De nieuw ontwikkelde rondweg Alphen is 2,5 km lang en telt twee rotondes, een houten fietsbrug en een tunnelbak met viaduct. Praktisch een verrijking, maar zeer zeker ook fraai ingepast in de open ruimte. De architect heeft samen met de ecologen de weg in de bestaande omgeving ingepast en het ontwerp zodanig uitgevoerd, dat door de openheid van de fietsbrug de ecologische verbinding langs de rondweg goed kan functioneren. De brug sluit aan op een fiets- en ruiterpad op een voormalig spoortracé. De boogvorm van de fietsbrug refereert aan de boogbruggen zoals je die vroeger zag in spoorlijnen. De houten bogen overspannen ieder zo’n 46 m en zijn in 2 delen geplaatst. De keuze voor een houten draagconstructie was behalve duurzaam ook zeer gunstig voor de aanlegprijs: de brug bleek goedkoper dan een betonnen variant. De bogen ondersteunen het brugdek op 4 plaatsen. De steunpunten van de boog ondersteunen tevens direct het brugdek voor een laatste overspanning naar het landhoofd, waardoor geen extra steunpunten nodig zijn. De 1,8 m hoge balustrade van de brug is uitgevoerd in gaasramen. Dankzij een zichtstrook wordt de transparantie bewaard, terwijl de hoogte overstekende ruiters bescherming biedt.

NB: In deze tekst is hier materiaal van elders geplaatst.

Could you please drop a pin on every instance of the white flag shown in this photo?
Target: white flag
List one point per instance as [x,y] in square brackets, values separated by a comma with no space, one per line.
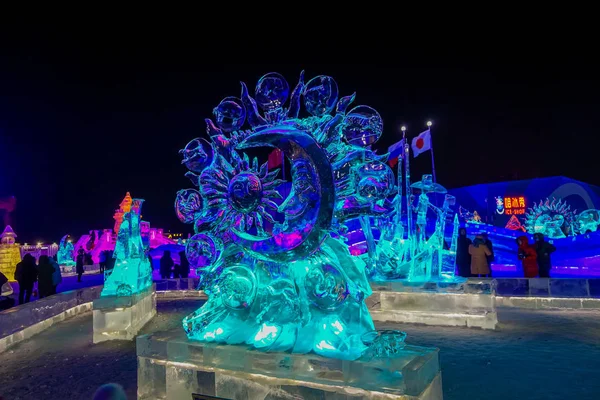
[421,143]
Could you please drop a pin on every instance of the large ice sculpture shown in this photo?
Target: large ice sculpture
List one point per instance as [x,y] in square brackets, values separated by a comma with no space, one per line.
[132,272]
[65,252]
[277,272]
[414,251]
[554,218]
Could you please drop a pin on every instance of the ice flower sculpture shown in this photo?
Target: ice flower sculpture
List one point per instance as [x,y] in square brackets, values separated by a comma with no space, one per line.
[65,252]
[277,274]
[132,272]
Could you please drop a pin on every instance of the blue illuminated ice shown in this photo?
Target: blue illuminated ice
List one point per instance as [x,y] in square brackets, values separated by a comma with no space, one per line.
[132,272]
[277,271]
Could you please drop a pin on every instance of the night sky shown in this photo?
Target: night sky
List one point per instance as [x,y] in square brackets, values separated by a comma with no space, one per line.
[83,122]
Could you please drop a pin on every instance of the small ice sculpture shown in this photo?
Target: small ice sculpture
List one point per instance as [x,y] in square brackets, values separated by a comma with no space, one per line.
[554,218]
[65,252]
[132,272]
[411,253]
[277,272]
[588,221]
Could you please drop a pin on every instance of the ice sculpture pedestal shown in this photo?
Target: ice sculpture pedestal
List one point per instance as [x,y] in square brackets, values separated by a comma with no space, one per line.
[121,317]
[471,303]
[170,366]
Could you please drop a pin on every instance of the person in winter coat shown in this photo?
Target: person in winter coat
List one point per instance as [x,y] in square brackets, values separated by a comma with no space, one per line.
[528,255]
[166,265]
[45,273]
[479,253]
[79,264]
[26,275]
[57,275]
[102,261]
[463,258]
[543,250]
[184,265]
[490,247]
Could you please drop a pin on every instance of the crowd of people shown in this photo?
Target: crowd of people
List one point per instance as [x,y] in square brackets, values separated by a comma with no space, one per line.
[45,271]
[474,258]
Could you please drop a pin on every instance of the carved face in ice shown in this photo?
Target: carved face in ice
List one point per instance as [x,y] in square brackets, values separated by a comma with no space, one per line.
[304,194]
[320,95]
[196,155]
[362,126]
[230,114]
[272,91]
[245,192]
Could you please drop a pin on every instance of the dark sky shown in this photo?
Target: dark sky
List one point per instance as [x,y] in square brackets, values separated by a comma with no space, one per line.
[85,121]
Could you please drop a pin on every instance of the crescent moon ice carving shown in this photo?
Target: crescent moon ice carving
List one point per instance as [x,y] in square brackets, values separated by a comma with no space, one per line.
[309,207]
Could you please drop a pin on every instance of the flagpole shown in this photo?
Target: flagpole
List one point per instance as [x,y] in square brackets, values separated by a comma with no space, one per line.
[398,220]
[429,123]
[408,191]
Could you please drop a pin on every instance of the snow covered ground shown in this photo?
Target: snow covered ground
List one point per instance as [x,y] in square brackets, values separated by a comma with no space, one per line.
[533,355]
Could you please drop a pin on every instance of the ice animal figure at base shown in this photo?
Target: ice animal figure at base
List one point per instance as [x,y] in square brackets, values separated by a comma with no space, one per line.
[132,272]
[65,252]
[291,285]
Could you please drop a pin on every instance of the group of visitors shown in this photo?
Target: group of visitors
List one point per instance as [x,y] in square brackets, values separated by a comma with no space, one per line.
[168,266]
[474,258]
[536,256]
[106,261]
[46,273]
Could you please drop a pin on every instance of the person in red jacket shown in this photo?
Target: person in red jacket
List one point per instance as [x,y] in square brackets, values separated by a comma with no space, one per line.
[528,254]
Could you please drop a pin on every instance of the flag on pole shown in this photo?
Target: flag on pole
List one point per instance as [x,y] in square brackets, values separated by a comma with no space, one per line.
[394,152]
[275,158]
[421,143]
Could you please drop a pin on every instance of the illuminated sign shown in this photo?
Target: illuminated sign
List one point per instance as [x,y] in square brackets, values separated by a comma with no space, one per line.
[513,205]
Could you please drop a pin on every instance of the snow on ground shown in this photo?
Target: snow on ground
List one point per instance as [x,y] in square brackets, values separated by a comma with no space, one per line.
[533,355]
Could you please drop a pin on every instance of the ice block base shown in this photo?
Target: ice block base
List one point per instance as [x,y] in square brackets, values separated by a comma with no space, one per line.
[471,303]
[121,317]
[170,366]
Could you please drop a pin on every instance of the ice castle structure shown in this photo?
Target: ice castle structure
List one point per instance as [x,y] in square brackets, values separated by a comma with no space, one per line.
[132,272]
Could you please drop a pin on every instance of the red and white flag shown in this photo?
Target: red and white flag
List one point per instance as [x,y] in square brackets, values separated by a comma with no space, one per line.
[421,143]
[275,158]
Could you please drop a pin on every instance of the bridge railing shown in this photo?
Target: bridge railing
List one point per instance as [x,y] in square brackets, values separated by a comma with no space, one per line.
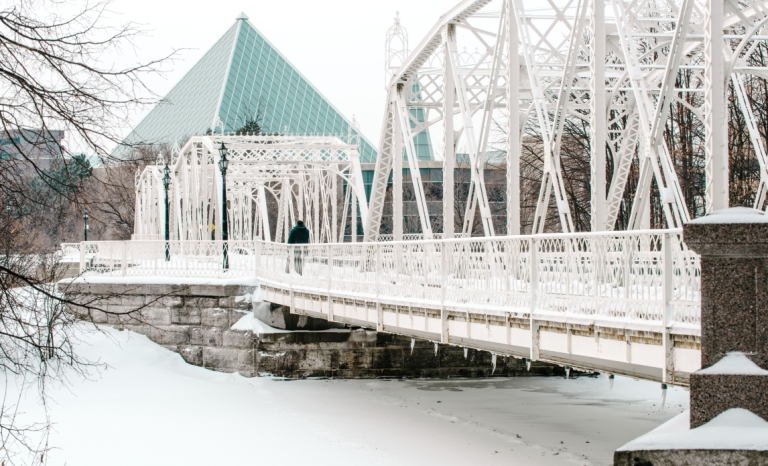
[168,258]
[646,276]
[639,276]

Inmiddels is de weg drie jaar naar volle tevredenheid in gebruik. Momenteel houdt Arcadis zich bezig met de herinrichting van de oude doorgaande weg.
Boogbrug in Bels Lijntje over de N260 Alphen-Chaam | |
Opdrachtgever | Provincie Noord-Brabant & Gemeente Alphen-Chaam |
Periode | 1997 – 2004 |
Investering | 400.000 |
Totale overspanning | circa 63 m |
Hoofdoverspanning (boog) | circa 46 m |
Ontwerpteam: | Architect: Arcadis, Beate Vlaanderen Projectmanager: Tonno de Boer Constructeur: Bauke Schatt |
Fietsbrug te Tilburg over het Wilhelminakanaal
De gemeente Tilburg wilde de bestaande brug over het Wilhelminakanaal herinrichten. Hierdoor was er geen plaats meer voor fietsers en voetgangers. De vraag van de gemeente was, om het fiets- en voetgangersverkeer te scheiden van het wegverkeer door middel van een nieuw te plaatsen fietsbrug naast het bestaande viaduct.
De vormgeving van de fiets- en voetgangersbrug moet zich in de bestaande landschappelijke en stedelijke karakteristieken goed inpassen. De brug is integraal vanuit verschillende ruimtelijke aspecten (architectuur, landschap, ecologie, stedenbouw en civiele techniek) tot stand gekomen. De belangrijkste uitgangspunten voor de inpassing waren een goede aansluiting aan de bestaande structuren: landschap, ecologie en infrastructuur en een transparant ontwerp dat de belevingswaarde van de waardevolle omgeving en een mooi uitzicht voor de passant waarborgt.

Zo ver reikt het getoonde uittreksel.